Avrupa polis koordinasyon teşkilatı Europol ve AB'nin sınır ötesi suçları araştıran yargı birimi Eurojust’ın koordineli yürüttüğü kara para aklama soruşturmasında, güney Kıbrıs’ı para aklama merkezi olarak kullanan uluslararası bir suç örgütünün Limasol'da yaşayan iki Ukraynalı kardeş tarafından yönetildiği saptandı.
Organize suç örgütüne yönelik 'YUZUK' operasyonunda bildirilen Ukraynalı kardeşlerin Vladlen Girin ve Gennady Girin olduğu ileri sürülüyor.
Ukrayna ve Rus basını Kıbrıs’taki kara para aklama çetesinin başındaki iki Ukraynalının Ukrayna’nın Herson kentinden tanınan iş insanları Vladlen Girin (Владлен Гіріни) ve Gennady Girin (Генадій Гіріни) olduğunu iddia ediyor.

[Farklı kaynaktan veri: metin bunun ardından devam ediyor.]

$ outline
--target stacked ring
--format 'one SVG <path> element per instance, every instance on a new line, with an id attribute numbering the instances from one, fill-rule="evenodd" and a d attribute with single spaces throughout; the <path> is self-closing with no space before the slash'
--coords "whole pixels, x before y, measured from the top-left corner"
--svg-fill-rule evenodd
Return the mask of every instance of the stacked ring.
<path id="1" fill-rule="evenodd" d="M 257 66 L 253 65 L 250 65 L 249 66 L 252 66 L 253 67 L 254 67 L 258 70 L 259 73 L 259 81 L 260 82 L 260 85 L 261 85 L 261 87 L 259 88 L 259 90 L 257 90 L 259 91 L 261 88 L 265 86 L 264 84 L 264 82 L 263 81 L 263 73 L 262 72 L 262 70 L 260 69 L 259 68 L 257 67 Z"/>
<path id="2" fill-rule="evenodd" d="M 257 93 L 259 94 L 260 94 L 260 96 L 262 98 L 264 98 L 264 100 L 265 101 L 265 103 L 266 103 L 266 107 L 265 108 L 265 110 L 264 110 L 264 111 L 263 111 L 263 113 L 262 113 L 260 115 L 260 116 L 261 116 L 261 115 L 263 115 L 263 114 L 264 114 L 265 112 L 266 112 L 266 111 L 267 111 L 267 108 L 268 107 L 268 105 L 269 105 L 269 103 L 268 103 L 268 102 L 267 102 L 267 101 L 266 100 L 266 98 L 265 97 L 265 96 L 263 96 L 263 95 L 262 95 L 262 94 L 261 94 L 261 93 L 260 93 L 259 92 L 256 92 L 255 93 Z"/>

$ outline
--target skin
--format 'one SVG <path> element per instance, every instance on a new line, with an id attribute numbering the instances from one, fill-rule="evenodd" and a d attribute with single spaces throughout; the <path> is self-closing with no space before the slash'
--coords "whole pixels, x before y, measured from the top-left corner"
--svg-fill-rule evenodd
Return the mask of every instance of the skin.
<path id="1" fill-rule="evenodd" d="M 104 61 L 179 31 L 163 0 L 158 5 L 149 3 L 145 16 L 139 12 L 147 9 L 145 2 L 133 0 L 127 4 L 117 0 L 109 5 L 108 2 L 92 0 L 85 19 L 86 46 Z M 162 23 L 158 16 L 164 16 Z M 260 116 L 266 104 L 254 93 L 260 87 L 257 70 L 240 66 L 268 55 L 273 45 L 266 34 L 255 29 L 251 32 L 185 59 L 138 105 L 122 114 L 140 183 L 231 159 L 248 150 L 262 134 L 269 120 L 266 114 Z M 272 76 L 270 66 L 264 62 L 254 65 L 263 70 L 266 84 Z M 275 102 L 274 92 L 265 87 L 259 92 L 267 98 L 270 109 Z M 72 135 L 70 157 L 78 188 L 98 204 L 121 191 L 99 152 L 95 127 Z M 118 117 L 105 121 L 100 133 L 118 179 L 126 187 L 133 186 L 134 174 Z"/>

Girin kardeşlerin 90'ların sonlarında ve 2000'lerin başında Herson’da tanındığı, 20'den fazla işletmenin kurucu ortağı ve ortak sahibi oldukları bildiriliyor.
Vladlen Girin’in 2002 yılında Herson’da belediye meclis üyeliğine seçilmesinin ardından Grin ailesinin inşaat ve inşaat malzemeleri ticareti ile ilgili işlerinde hızlı bir büyüme yaşadığı kaydediliyor.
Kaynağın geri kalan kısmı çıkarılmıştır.